6. If a Standalone (i.e. algorithm only without human-in-the-loop performance) was Done
- Not applicable. The NIM Vital is a medical device for nerve monitoring, not a standalone algorithm. Its performance is inherent in its hardware, software, and functional operation. The "performance testing" described (Electrical Safety, EMC, Software, Bench Performance, Comparative Design Verification) can be considered "standalone" in the sense that they evaluate the device's technical capabilities in isolation.
7. The Type of Ground Truth Used
- The "ground truth" for this 510(k) submission is primarily technical specifications, engineering design requirements, and recognized industry standards (e.g., IEC 60601 family of standards for medical electrical equipment).
- For the comparative design verification, the predicate device (NIM 3.0) and its established performance served as a "gold standard" for functional equivalence.
8. The Sample Size for the Training Set
- Not applicable.
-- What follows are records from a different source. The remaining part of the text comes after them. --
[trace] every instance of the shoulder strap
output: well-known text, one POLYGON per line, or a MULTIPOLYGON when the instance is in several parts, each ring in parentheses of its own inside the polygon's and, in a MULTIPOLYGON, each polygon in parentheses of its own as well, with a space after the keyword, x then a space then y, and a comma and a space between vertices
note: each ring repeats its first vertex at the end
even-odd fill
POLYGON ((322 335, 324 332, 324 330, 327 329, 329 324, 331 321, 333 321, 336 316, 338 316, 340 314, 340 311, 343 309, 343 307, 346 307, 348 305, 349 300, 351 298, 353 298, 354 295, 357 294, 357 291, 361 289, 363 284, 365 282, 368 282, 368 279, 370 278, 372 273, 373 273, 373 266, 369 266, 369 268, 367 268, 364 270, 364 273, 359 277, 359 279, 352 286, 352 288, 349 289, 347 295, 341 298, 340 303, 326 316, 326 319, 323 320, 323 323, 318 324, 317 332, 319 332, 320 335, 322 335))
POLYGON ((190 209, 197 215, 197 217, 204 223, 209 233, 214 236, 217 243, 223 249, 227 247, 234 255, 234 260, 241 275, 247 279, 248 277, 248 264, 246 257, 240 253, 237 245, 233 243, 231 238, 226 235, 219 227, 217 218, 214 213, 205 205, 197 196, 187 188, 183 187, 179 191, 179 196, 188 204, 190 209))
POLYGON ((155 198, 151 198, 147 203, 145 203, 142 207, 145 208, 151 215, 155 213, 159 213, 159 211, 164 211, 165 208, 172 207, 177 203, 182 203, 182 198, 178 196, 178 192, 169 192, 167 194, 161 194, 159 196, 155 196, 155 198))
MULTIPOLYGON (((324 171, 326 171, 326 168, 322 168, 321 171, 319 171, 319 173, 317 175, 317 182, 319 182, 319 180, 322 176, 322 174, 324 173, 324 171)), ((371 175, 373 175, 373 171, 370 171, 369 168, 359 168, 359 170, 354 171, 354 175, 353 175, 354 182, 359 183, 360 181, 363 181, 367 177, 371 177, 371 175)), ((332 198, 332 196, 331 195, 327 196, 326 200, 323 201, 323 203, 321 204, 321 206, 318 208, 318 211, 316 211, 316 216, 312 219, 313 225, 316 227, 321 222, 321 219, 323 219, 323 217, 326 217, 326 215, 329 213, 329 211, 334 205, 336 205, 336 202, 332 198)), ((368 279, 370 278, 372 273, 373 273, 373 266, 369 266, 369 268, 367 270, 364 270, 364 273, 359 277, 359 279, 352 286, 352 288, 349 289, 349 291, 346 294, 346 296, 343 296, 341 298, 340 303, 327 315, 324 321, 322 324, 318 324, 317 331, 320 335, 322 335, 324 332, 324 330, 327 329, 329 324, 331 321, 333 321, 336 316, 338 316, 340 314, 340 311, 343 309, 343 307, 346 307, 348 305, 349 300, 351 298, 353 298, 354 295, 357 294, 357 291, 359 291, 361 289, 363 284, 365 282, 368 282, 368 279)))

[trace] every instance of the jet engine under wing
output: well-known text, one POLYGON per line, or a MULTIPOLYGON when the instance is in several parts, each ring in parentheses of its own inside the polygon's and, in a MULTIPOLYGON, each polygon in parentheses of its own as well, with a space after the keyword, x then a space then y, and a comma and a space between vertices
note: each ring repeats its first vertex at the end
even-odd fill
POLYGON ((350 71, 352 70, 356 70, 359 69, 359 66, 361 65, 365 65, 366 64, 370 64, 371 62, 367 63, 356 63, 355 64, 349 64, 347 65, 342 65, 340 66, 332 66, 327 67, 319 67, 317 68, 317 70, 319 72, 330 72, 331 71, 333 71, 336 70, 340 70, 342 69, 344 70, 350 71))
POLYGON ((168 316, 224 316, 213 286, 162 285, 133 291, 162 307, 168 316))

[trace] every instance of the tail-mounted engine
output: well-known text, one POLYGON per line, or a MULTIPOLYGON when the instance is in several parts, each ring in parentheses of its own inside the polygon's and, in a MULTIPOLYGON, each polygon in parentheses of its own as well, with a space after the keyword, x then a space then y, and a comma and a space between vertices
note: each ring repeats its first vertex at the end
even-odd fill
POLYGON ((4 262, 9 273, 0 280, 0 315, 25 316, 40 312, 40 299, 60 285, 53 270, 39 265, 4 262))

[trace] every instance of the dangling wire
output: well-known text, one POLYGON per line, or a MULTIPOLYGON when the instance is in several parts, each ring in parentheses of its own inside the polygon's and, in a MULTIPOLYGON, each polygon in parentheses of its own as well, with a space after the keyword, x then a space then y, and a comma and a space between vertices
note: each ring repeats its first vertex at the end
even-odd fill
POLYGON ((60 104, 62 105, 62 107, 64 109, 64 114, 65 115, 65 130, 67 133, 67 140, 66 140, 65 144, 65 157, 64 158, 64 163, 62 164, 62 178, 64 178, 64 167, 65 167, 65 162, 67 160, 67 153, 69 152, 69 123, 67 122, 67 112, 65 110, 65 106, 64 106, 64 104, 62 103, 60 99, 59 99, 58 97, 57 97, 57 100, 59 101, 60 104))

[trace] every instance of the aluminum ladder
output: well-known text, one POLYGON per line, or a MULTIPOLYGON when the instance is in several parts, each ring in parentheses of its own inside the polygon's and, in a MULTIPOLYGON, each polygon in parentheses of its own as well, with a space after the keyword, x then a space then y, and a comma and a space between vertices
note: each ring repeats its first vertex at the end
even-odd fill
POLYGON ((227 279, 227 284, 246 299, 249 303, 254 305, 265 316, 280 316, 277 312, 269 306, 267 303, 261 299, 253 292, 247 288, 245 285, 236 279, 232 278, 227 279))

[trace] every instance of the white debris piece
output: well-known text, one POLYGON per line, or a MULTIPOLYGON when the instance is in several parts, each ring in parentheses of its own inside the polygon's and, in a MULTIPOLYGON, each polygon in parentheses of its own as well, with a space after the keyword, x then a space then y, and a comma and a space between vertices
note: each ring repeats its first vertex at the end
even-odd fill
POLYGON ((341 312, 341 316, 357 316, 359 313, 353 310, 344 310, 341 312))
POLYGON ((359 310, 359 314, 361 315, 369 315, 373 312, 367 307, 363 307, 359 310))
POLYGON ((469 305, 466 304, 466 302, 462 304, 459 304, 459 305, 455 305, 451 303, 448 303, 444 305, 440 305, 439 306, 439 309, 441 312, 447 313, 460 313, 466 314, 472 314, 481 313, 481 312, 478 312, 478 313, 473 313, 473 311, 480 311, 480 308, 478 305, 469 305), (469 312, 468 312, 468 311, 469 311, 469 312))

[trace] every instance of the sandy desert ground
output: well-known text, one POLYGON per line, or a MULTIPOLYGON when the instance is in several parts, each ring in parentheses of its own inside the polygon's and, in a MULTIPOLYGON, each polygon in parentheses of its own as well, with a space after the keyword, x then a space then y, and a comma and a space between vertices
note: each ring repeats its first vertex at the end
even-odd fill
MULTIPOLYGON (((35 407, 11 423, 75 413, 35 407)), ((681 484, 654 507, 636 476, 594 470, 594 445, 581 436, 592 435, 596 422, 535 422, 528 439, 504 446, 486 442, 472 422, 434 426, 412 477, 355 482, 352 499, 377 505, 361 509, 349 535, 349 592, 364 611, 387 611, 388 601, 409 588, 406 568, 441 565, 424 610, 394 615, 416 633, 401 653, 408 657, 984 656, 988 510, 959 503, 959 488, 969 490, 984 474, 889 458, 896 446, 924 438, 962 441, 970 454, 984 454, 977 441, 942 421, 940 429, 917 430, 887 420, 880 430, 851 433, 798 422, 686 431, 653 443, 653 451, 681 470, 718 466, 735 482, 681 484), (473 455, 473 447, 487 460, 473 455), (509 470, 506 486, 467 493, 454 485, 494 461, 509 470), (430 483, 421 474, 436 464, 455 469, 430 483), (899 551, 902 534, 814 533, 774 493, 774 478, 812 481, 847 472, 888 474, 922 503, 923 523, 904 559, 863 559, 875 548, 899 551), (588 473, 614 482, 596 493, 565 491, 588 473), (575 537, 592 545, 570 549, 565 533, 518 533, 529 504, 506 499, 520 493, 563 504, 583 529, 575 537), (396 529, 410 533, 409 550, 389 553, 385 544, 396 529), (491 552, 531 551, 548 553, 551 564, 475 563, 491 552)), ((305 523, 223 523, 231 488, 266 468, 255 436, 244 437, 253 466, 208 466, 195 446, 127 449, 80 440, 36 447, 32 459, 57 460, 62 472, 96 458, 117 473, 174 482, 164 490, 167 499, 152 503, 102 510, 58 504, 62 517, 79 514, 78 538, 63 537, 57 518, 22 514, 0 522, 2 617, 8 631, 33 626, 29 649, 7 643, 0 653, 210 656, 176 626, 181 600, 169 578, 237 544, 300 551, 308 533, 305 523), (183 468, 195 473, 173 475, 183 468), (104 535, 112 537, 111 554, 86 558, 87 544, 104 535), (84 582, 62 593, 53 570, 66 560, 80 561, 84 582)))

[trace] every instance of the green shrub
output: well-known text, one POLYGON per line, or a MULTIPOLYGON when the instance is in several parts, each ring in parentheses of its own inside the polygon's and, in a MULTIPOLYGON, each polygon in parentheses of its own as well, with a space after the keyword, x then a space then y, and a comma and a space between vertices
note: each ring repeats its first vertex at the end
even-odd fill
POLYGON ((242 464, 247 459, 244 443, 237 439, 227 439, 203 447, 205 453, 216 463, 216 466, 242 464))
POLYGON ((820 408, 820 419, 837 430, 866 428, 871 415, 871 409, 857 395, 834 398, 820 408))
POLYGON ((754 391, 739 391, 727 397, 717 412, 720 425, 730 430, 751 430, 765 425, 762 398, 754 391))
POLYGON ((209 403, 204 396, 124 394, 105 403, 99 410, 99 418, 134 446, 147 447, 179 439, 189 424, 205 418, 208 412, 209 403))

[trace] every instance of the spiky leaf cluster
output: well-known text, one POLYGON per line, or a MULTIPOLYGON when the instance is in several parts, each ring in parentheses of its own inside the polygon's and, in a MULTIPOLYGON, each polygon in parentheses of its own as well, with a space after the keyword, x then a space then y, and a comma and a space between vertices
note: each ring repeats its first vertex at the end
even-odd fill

This is not an AI/machine learning device that requires a training set of data. The device's functionality is based on established electrophysiological principles and hardware/software design.
9. How the Ground Truth for the Training Set Was Established
- Not applicable, as there is no training set for this device.
§ 882.1870 Evoked response electrical stimulator.
(a)
Identification. An evoked response electrical stimulator is a device used to apply an electrical stimulus to a patient by means of skin electrodes for the purpose of measuring the evoked response.(b)
Classification. Class II (performance standards).